All terms
Architecture
Mixture of Experts (MoE)
Also known as: MoE, sparse mixture of experts, sparse model
A sparse Transformer variant that routes each token to only a few "expert" sub-networks instead of running the whole model. Lets you scale total parameters way up without scaling cost proportionally.
What it means
In a dense Transformer, every parameter fires for every token. MoE replaces the feed-forward layer in each block with a set of "experts" — typically 8 to 256 — and a small router that decides which 1-2 experts handle each token. Only the activated experts do work. So a model can have hundreds of billions of total parameters but use only a fraction of them per token.
DeepSeek-V3 is the canonical 2025 example: 671B total parameters, but only 37B activate per token. Mixtral 8x7B has 47B total but routes to 2 of 8 experts, so ~13B are active. This is why MoE feels like a free lunch — you get the knowledge capacity of a huge model at the inference cost of a much smaller one. GPT-4, Gemini, and most frontier models in 2025-2026 are believed to be MoE, though most labs don't confirm details.
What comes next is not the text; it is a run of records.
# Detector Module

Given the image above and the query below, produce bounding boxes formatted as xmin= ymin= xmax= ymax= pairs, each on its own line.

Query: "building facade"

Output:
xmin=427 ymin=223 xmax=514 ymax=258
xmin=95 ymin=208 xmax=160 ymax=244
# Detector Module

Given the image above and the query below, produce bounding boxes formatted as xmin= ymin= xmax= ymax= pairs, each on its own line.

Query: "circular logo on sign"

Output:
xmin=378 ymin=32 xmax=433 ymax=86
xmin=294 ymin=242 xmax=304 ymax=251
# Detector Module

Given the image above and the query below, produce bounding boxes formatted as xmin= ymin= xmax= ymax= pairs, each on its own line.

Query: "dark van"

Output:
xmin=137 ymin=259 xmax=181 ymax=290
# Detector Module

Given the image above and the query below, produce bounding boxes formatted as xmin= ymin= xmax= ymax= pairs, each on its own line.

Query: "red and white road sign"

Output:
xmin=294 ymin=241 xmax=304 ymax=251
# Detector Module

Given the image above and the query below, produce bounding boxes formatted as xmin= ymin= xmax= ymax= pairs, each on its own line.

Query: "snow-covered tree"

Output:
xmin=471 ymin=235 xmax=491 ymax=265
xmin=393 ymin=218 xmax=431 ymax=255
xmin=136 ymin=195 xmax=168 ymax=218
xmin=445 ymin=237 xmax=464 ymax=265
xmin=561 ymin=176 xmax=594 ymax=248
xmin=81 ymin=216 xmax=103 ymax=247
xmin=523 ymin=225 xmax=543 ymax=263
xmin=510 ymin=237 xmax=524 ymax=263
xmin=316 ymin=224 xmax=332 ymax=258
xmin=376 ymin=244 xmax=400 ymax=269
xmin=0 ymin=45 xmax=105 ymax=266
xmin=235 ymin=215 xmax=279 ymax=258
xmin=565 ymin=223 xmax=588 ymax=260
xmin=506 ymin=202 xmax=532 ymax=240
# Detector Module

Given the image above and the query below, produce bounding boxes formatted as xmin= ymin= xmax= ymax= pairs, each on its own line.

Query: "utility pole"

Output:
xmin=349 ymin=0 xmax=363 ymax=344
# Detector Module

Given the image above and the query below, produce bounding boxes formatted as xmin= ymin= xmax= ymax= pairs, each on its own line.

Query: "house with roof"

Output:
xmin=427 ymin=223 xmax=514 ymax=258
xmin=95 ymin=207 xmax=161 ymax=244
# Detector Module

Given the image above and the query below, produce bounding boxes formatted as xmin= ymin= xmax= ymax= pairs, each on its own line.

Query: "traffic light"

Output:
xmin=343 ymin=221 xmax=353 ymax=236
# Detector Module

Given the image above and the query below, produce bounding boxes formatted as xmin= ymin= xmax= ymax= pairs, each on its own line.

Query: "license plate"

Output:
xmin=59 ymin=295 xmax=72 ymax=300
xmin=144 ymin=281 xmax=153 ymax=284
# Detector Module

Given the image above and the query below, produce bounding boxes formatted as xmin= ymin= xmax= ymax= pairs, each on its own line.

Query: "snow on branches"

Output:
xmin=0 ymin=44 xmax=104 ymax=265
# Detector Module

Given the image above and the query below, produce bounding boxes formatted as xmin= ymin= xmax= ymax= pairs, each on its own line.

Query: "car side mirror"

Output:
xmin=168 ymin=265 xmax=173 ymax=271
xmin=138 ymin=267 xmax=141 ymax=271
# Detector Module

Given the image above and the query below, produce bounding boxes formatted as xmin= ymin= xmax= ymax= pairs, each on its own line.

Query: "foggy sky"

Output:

The catch is real, though. MoE models are harder to train (load balancing across experts is tricky, you can get "dead" experts no router uses), harder to serve efficiently (you need to keep all experts in GPU memory even though most aren't running), and benchmark results suggest dense models are still slightly stronger per-parameter at the same active count. MoE wins on cost, not necessarily on raw quality at fixed compute.
The other tradeoff: VRAM. A 671B MoE doesn't fit on a single GPU even though it's "only" computing 37B per token. That's why DeepSeek-V3 needs a multi-GPU setup or aggressive quantization to run locally — the full expert pool has to be resident somewhere.
Example
DeepSeek-V3 has 671B total parameters but only 37B active per token, which is why it competes with GPT-4-class models while being dramatically cheaper to serve.
Why it matters
MoE is why open-weight models suddenly got competitive with frontier closed models in late 2024. It's also why API prices keep falling — providers can scale capability with sparse activation instead of pure dense scaling.